In my agency days, I made plenty of good decisions—and a fair share of bad ones too. I think most of us have. As I reflected on this idea of daily choices, one moment from early in my career came to mind. It was around 1991, my very first year of owning an agency.

From time to time, a client would ask me to backdate a receipt so their coverage wouldn’t show a lapse. At first glance it seemed harmless—“no real harm done,” right? But I knew in my gut it was wrong. Faced with that decision, I drew my line in the sand.

Here’s how I explained it: “I really wish I could help you, but I’m not comfortable doing anything unethical. The good news for you is that this conviction applies to every part of our relationship. You can have complete confidence that I will always do the right thing for you. Bottom line: I won’t lie for you, and I won’t lie to you.”

It wasn’t always the easiest answer in the moment, but it became one of the best leadership decisions I ever made. That simple stand set the tone for how I wanted to lead my agency—with integrity that clients could count on, even if they didn’t always like the immediate outcome.

Cost Leadership as Stewardship

Another big takeaway for me this month was how cost leadership—done right—can be an act of stewardship. It’s not about being cheap or cutting corners. It’s about managing the resources God has entrusted to us in a way that fuels mission, supports people, and strengthens long-term health.

That means:

  • Aligning every cost decision with the mission and values of the company
  • Involving the team in finding efficiencies without sacrificing excellence
  • Tracking the right metrics so we can make decisions that are both financially smart and mission-driven
  • Communicating why being wise with resources matters—not just for the bottom line, but for the impact we’re trying to make 

One caution: cutting costs for the sake of short-term relief can backfire.

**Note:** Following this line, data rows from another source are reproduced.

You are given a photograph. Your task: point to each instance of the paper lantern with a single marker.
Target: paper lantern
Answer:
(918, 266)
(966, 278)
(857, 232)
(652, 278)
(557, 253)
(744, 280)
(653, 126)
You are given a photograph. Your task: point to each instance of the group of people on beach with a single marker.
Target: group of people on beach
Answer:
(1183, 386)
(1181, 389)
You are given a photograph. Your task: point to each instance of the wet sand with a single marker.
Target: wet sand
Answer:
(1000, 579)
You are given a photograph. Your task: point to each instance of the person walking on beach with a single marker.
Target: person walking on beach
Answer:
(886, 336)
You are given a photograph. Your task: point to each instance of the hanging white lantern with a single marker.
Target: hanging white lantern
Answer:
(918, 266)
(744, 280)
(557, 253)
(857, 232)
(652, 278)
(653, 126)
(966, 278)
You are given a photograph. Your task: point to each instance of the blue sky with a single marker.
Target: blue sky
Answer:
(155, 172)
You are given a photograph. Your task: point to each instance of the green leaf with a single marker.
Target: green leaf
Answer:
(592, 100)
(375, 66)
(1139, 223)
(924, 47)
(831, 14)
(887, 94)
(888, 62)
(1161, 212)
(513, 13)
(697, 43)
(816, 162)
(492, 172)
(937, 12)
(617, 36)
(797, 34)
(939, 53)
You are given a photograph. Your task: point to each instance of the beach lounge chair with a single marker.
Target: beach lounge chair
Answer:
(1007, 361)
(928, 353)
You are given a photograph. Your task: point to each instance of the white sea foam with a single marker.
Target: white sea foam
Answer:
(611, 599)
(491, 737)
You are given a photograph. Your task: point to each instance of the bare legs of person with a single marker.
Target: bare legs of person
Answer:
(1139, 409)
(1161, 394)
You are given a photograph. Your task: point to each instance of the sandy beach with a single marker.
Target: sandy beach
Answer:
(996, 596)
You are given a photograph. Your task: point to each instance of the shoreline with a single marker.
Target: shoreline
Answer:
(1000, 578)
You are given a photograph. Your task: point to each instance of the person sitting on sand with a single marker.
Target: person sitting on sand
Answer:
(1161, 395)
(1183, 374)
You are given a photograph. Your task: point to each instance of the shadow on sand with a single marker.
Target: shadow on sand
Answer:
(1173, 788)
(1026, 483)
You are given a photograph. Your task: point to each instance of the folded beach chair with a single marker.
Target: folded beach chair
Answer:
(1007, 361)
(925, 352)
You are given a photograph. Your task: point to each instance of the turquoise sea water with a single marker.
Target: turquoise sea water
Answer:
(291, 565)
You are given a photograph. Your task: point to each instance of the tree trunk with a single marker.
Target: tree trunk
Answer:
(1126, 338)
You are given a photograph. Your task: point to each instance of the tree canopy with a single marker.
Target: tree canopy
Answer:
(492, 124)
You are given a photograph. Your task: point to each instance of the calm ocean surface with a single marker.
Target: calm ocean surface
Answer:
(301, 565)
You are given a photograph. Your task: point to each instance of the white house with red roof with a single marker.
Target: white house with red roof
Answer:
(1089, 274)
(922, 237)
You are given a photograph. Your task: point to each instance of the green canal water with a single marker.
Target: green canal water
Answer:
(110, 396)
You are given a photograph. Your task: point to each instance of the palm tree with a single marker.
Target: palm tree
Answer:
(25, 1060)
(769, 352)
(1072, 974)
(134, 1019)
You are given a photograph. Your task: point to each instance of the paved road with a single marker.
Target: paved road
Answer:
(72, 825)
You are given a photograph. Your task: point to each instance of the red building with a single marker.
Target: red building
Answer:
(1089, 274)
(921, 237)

I’ve seen it happen when companies reduce quality, underinvest in their people, or compromise what made them unique. Real cost leadership strengthens a company’s future—it doesn’t weaken it.

Being “All In” for Christ at Work

The final and most important piece of the puzzle is this: Are we all in when it comes to our faith in the workplace?

There’s a big difference between cultural Christianity (faith in name only), convenient Christianity (faith when it’s easy), and committed Christianity (faith that shapes every decision).

Committed leaders:

  • Live with daily dependence on Jesus
  • Carry faith visibly into their leadership
  • See their business as a ministry, not just a company
  • Make decisions that may cost them in the short term but honor God in the long term 

Some of the most inspiring business leaders I know have made bold, countercultural moves—like giving away significant ownership of their company to fund ministry, closing on their busiest day to honor the Sabbath, or capping personal income to increase generosity.

At Jenesis, I do my best to live this out in practical ways. I’m open about my faith, but I never require others to believe the way I do. 

I pray daily for our business, our team, our customers, and for the wisdom to know what God wants me to do that day.

We’ve built a culture around caring for people. That’s why we have a dedicated Care Team and budget set aside to support team members, their families, our customers, and even people in the broader business community when needs arise.

Most importantly, everyone at Jenesis is expected to do the right thing—always. We never compromise our values, no matter the financial cost. Integrity isn’t just a talking point for us; it’s a standard we live by.

The Question for Us

We all get to draw our own line in the sand. The choice isn’t just about what we believe—it’s about how we lead, spend, hire, and serve.

So I’ll leave you with the same question I’ve been wrestling with: Where is God inviting you to take a stand?

Because in the end, our greatest legacy won’t be the profits we earned or the growth we achieved. It will be the people we served, the integrity we held, and the faith we lived out every single day.